Microorganisms, lipids, and proteins always interact in a complex way in the fish matrix, which becomes a hindrance to evaluate the quality of the individual factors affecting them. In order to investigate the relationship between protein deterioration and volatile compounds (VOCs) in grouper during cold storage, the myofibril protein (MP) was used as a single-factor study to exclude microorganisms and lipids effects. The oxidation and degradation of MP during storage at 4 ℃ were evaluated, including MP content, total sulfhydryl content, carbonyl content, spatial structure and microstructure. Headspace-solid phase microextraction- gas chromatography-mass spectrometry (HS-SPME-GC-MS) was used to analyze the VOCs of grouper MP, and a total of 7 key VOCs were selected, including three ketones (2-nonanone, 2-undecanone and 2-tridecanone), three esters (methyl butyrate, methyl palmitate and methyl ester 9-octadecenoic acid) and one alcohol (3-methyl-1-butanol).

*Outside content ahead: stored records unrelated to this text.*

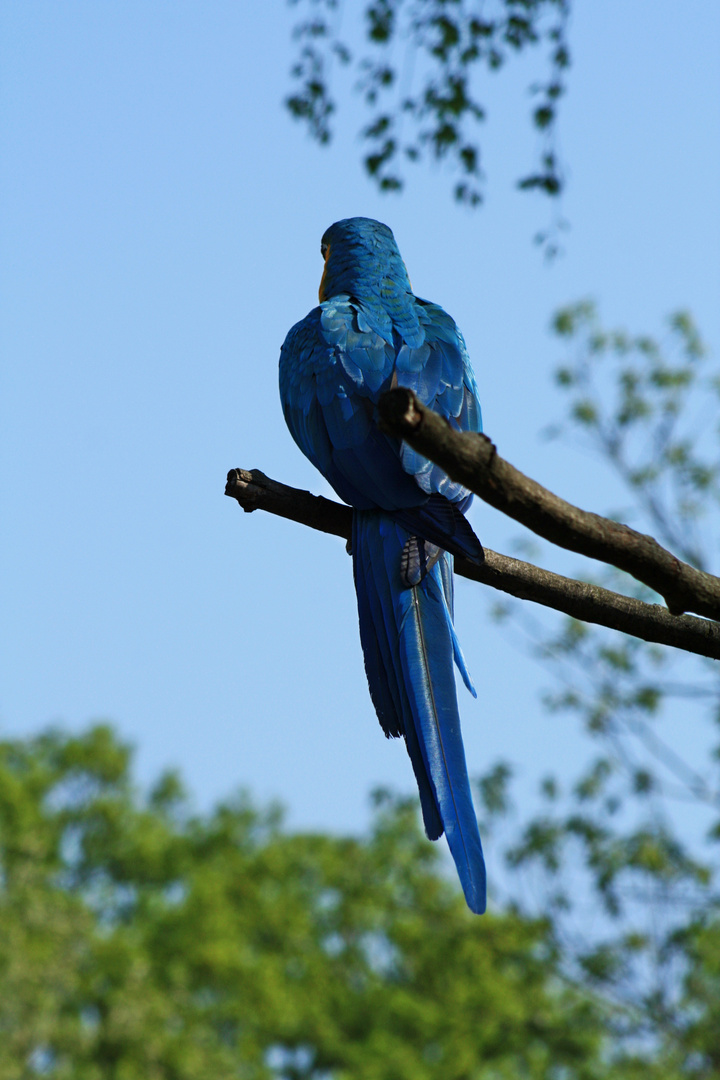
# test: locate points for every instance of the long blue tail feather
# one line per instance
(409, 645)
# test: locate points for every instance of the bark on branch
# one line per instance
(652, 622)
(474, 460)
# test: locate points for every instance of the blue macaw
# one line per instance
(371, 333)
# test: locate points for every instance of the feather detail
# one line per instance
(409, 645)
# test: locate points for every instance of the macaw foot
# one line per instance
(247, 487)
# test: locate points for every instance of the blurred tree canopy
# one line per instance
(415, 65)
(138, 940)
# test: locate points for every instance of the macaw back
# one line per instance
(368, 334)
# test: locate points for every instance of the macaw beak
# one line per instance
(321, 291)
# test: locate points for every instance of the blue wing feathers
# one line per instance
(370, 333)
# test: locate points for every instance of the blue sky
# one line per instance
(161, 231)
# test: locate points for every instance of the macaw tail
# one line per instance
(409, 645)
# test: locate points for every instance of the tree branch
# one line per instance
(652, 622)
(473, 460)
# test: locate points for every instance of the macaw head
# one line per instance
(362, 259)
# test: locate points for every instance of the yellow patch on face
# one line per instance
(321, 291)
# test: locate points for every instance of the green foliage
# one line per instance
(416, 67)
(633, 903)
(140, 941)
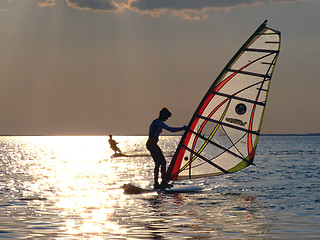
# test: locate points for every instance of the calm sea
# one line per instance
(69, 188)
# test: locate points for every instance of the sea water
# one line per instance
(70, 188)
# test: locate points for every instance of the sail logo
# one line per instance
(236, 121)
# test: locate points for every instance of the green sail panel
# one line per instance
(223, 133)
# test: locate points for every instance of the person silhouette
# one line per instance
(154, 131)
(113, 145)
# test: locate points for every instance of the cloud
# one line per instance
(94, 5)
(184, 9)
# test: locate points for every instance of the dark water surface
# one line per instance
(69, 188)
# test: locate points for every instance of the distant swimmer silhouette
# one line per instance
(113, 145)
(154, 131)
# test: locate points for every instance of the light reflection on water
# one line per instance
(69, 188)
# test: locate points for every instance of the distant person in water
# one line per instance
(154, 131)
(113, 145)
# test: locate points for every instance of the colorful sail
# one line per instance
(223, 133)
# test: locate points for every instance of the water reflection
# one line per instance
(69, 187)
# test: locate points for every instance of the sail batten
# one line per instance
(223, 132)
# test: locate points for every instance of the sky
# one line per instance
(98, 67)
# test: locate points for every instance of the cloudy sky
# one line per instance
(108, 66)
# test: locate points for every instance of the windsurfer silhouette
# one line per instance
(113, 145)
(154, 131)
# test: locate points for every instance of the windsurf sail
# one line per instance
(223, 133)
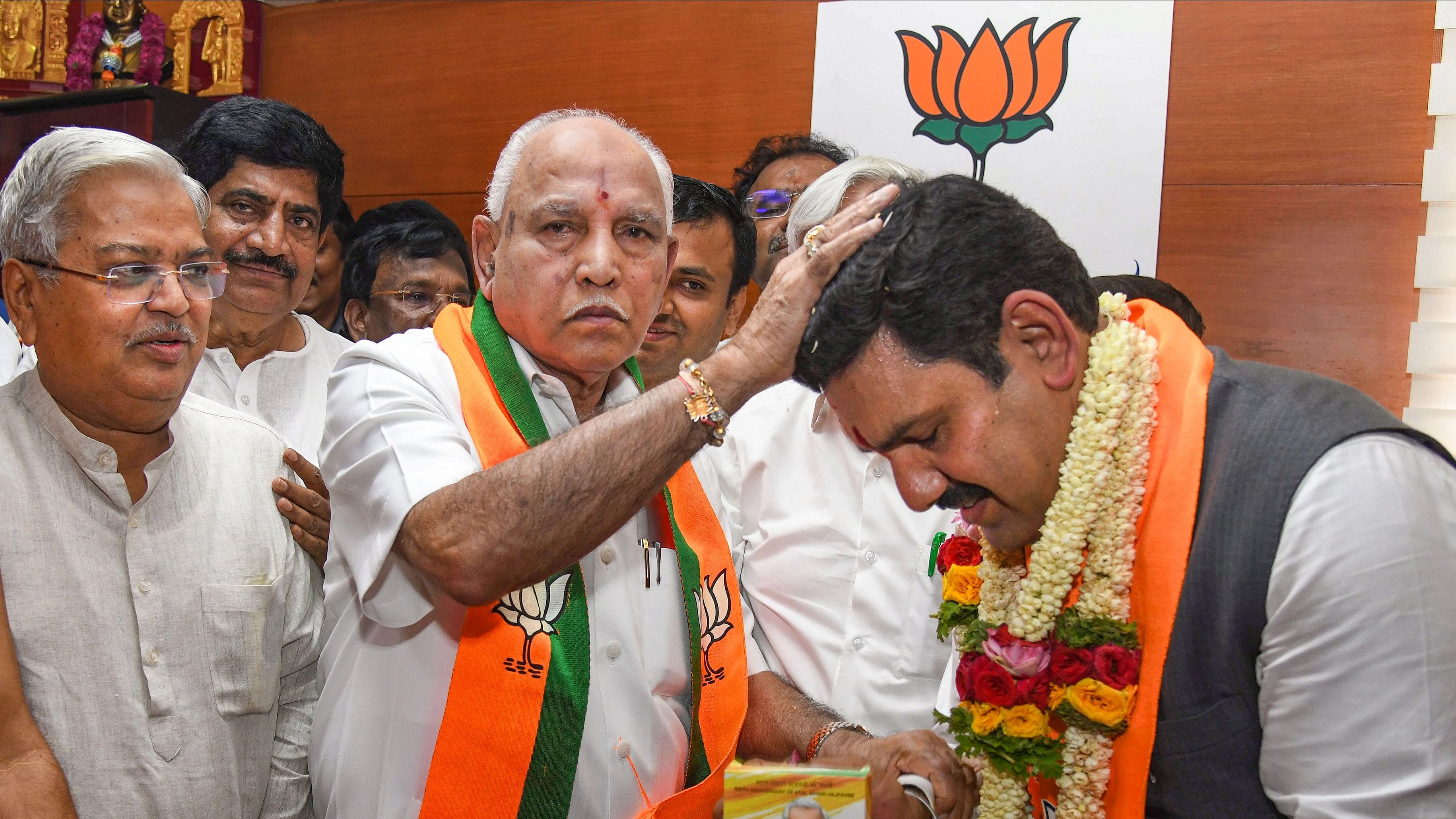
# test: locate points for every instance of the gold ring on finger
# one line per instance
(811, 239)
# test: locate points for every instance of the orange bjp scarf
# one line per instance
(513, 724)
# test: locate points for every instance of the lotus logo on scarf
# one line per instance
(534, 610)
(712, 619)
(998, 91)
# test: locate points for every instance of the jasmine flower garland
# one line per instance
(1090, 530)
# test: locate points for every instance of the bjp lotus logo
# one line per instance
(996, 91)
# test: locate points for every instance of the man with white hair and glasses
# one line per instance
(163, 620)
(835, 568)
(503, 644)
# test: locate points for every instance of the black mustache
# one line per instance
(963, 495)
(257, 258)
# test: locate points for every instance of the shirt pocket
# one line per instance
(922, 657)
(242, 627)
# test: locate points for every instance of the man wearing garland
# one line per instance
(1234, 596)
(500, 642)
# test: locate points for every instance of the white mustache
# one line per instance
(599, 300)
(161, 331)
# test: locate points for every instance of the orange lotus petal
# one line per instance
(919, 72)
(1052, 68)
(1023, 66)
(986, 79)
(948, 60)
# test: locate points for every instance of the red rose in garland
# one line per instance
(959, 550)
(1116, 665)
(1036, 690)
(992, 684)
(1069, 665)
(965, 678)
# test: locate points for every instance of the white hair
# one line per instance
(804, 802)
(512, 156)
(33, 213)
(825, 196)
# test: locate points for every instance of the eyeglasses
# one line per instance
(420, 302)
(139, 284)
(769, 203)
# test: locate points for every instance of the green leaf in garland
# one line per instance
(973, 636)
(1090, 632)
(1020, 130)
(954, 614)
(980, 139)
(940, 130)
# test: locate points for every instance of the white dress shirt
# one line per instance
(833, 563)
(15, 358)
(167, 646)
(284, 389)
(1357, 662)
(396, 434)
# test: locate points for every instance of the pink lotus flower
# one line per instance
(1015, 655)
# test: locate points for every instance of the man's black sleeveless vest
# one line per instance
(1266, 430)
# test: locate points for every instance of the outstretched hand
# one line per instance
(769, 340)
(305, 507)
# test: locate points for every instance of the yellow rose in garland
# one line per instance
(1025, 721)
(1101, 703)
(961, 584)
(985, 718)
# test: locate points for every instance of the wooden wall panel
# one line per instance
(1301, 276)
(1293, 155)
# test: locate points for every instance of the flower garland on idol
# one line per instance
(1044, 686)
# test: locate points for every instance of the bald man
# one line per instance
(500, 642)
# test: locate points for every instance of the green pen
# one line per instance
(935, 553)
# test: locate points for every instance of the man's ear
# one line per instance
(1039, 334)
(736, 312)
(354, 318)
(21, 287)
(485, 238)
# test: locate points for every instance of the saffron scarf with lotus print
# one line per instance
(513, 724)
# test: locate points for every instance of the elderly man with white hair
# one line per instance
(165, 623)
(525, 622)
(836, 571)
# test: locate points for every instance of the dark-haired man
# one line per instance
(407, 262)
(271, 174)
(767, 184)
(1304, 537)
(322, 303)
(708, 284)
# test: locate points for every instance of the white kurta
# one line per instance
(396, 434)
(835, 567)
(284, 389)
(15, 358)
(1357, 662)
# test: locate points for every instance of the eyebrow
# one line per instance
(697, 271)
(248, 194)
(897, 435)
(644, 217)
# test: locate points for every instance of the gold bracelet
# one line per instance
(701, 405)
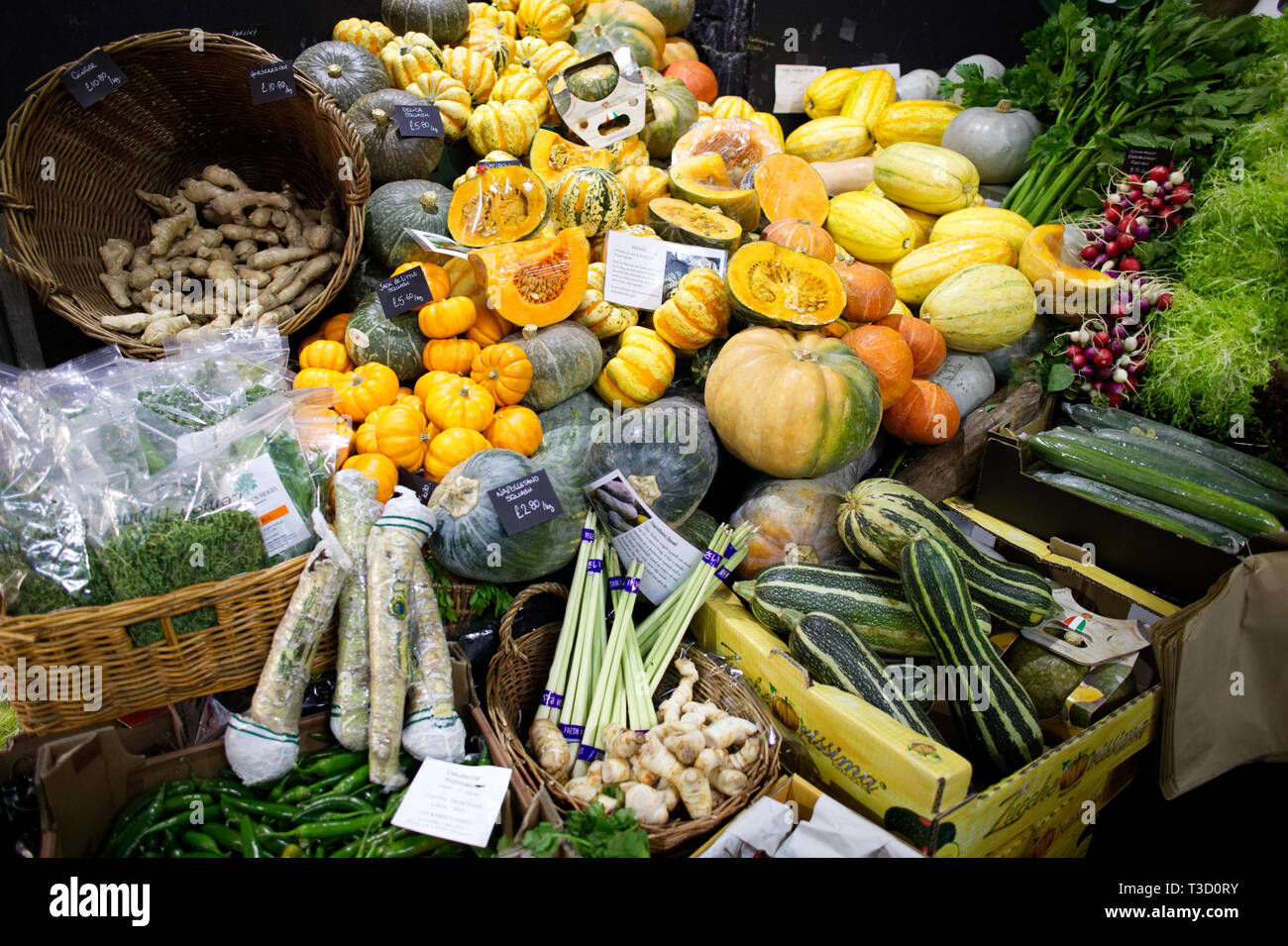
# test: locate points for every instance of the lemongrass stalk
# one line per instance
(553, 696)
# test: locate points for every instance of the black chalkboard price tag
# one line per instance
(271, 81)
(417, 484)
(403, 292)
(93, 78)
(419, 121)
(526, 503)
(1144, 159)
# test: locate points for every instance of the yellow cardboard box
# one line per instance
(914, 787)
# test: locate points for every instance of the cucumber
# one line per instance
(833, 654)
(1189, 465)
(1082, 454)
(880, 516)
(874, 606)
(1147, 511)
(1005, 730)
(1253, 468)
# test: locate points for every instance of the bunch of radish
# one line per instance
(1138, 207)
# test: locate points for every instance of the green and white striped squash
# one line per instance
(589, 197)
(880, 516)
(1006, 730)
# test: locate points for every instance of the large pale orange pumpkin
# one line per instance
(870, 292)
(925, 415)
(888, 354)
(925, 341)
(697, 77)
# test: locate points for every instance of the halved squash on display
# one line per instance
(771, 284)
(703, 179)
(682, 222)
(535, 282)
(789, 187)
(498, 205)
(742, 145)
(552, 155)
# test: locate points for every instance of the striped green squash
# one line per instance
(874, 606)
(1005, 730)
(589, 197)
(837, 657)
(880, 516)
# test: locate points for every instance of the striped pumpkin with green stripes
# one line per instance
(589, 197)
(880, 516)
(1005, 725)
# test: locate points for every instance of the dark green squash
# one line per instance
(443, 21)
(346, 71)
(391, 158)
(395, 343)
(666, 451)
(420, 205)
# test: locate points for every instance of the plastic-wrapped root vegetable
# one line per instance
(356, 511)
(393, 553)
(433, 727)
(265, 743)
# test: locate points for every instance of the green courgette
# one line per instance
(1082, 454)
(1253, 468)
(1005, 729)
(1196, 528)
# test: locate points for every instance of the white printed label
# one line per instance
(790, 84)
(279, 523)
(455, 802)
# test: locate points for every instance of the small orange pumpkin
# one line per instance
(318, 377)
(325, 354)
(870, 292)
(451, 354)
(449, 318)
(925, 415)
(451, 447)
(925, 341)
(804, 237)
(888, 354)
(503, 370)
(462, 404)
(439, 282)
(377, 468)
(368, 387)
(515, 429)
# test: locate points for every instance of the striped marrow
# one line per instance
(880, 516)
(833, 654)
(1005, 730)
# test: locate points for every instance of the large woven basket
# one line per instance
(518, 675)
(176, 112)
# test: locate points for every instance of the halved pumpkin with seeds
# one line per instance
(682, 222)
(498, 205)
(771, 284)
(552, 155)
(535, 282)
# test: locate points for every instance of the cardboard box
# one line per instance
(910, 784)
(84, 781)
(1155, 559)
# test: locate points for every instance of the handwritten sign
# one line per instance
(93, 78)
(271, 81)
(526, 502)
(419, 121)
(403, 292)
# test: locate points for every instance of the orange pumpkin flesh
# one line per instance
(888, 354)
(925, 415)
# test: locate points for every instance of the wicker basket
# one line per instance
(518, 675)
(178, 111)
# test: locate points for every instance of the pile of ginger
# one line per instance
(220, 255)
(697, 756)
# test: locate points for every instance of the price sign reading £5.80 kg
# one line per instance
(526, 503)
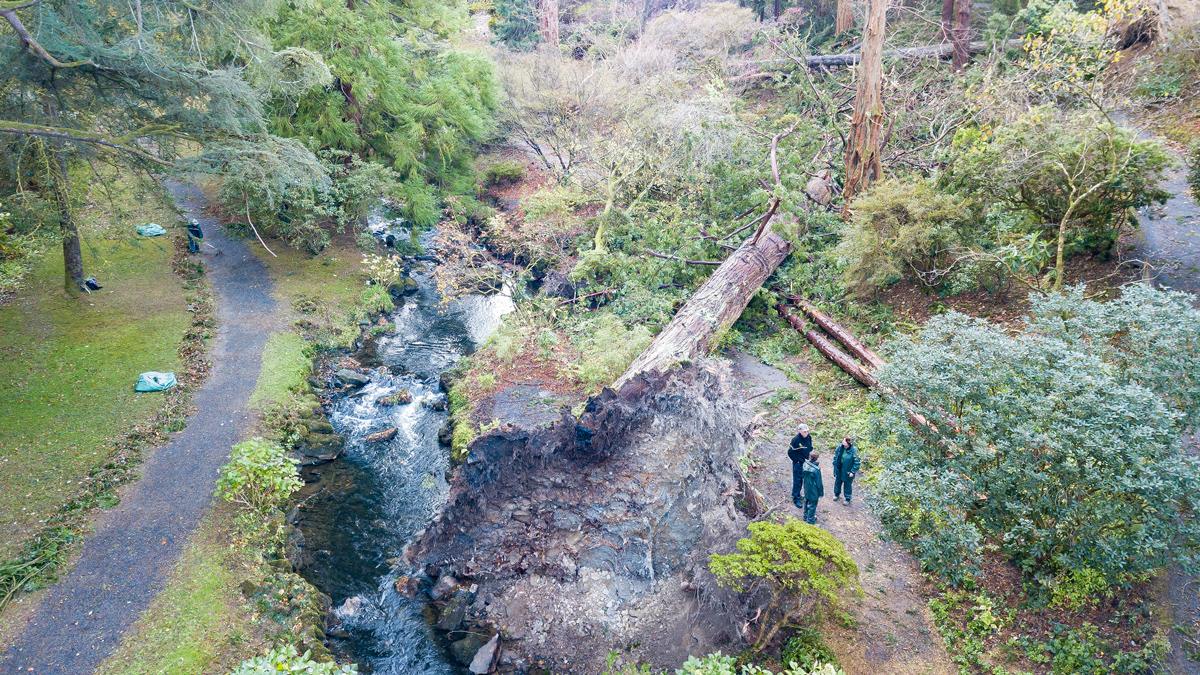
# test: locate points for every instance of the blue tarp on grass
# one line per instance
(151, 381)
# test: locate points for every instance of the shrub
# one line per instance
(503, 173)
(1061, 443)
(720, 664)
(259, 477)
(1071, 172)
(903, 228)
(286, 659)
(801, 565)
(606, 348)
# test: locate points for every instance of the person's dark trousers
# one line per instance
(840, 485)
(797, 482)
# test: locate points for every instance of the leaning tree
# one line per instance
(132, 81)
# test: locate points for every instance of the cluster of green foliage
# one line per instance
(799, 566)
(515, 24)
(503, 172)
(721, 664)
(288, 661)
(1060, 446)
(259, 477)
(399, 95)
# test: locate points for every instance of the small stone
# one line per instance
(453, 614)
(444, 587)
(352, 378)
(401, 396)
(485, 658)
(381, 436)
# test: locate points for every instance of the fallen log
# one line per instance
(828, 348)
(829, 326)
(713, 308)
(852, 58)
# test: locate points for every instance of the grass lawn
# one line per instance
(199, 622)
(69, 366)
(286, 363)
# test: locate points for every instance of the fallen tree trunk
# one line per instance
(713, 308)
(852, 58)
(829, 326)
(829, 350)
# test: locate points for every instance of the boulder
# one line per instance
(381, 436)
(485, 658)
(465, 650)
(557, 285)
(348, 377)
(599, 526)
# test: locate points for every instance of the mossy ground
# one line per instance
(199, 623)
(70, 364)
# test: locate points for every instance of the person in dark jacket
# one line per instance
(195, 237)
(845, 466)
(798, 452)
(814, 488)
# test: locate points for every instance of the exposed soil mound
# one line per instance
(592, 535)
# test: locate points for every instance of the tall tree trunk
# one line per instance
(947, 21)
(547, 22)
(961, 35)
(72, 257)
(55, 161)
(867, 124)
(714, 306)
(845, 18)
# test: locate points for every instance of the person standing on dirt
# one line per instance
(798, 452)
(195, 237)
(814, 488)
(845, 466)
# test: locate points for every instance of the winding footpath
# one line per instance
(126, 561)
(893, 631)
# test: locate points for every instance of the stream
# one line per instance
(377, 496)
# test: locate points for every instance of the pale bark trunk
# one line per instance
(845, 17)
(963, 35)
(60, 185)
(947, 21)
(713, 308)
(863, 163)
(547, 22)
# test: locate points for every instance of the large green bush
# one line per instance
(1060, 444)
(259, 477)
(1073, 169)
(903, 228)
(801, 566)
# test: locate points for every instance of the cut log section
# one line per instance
(846, 338)
(719, 302)
(828, 348)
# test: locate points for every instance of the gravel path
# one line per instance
(893, 631)
(135, 545)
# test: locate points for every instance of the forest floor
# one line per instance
(125, 562)
(889, 628)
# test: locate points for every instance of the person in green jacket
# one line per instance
(814, 488)
(845, 466)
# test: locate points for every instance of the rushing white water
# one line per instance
(379, 495)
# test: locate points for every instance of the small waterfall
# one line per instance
(378, 495)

At the same time, a non-targeted metabolomics method based on UPLC-Q-Extractive Orbitrap was used to investigate the changes in metabolites during MP storage. A total of 107 up-regulated differential metabolites and 7 down-regulated metabolites were annotated, and 6 metabolic pathways highly related to proteins were screened. Spearman correlation analysis showed that 7 key VOCs are associated with the biosynthesis and metabolism of ornithine and lysine. And a possible solution to protein deterioration in grouper was proposed, which provided a reference for improving protein quality and regulating flavor formation during cold storage of grouper at source.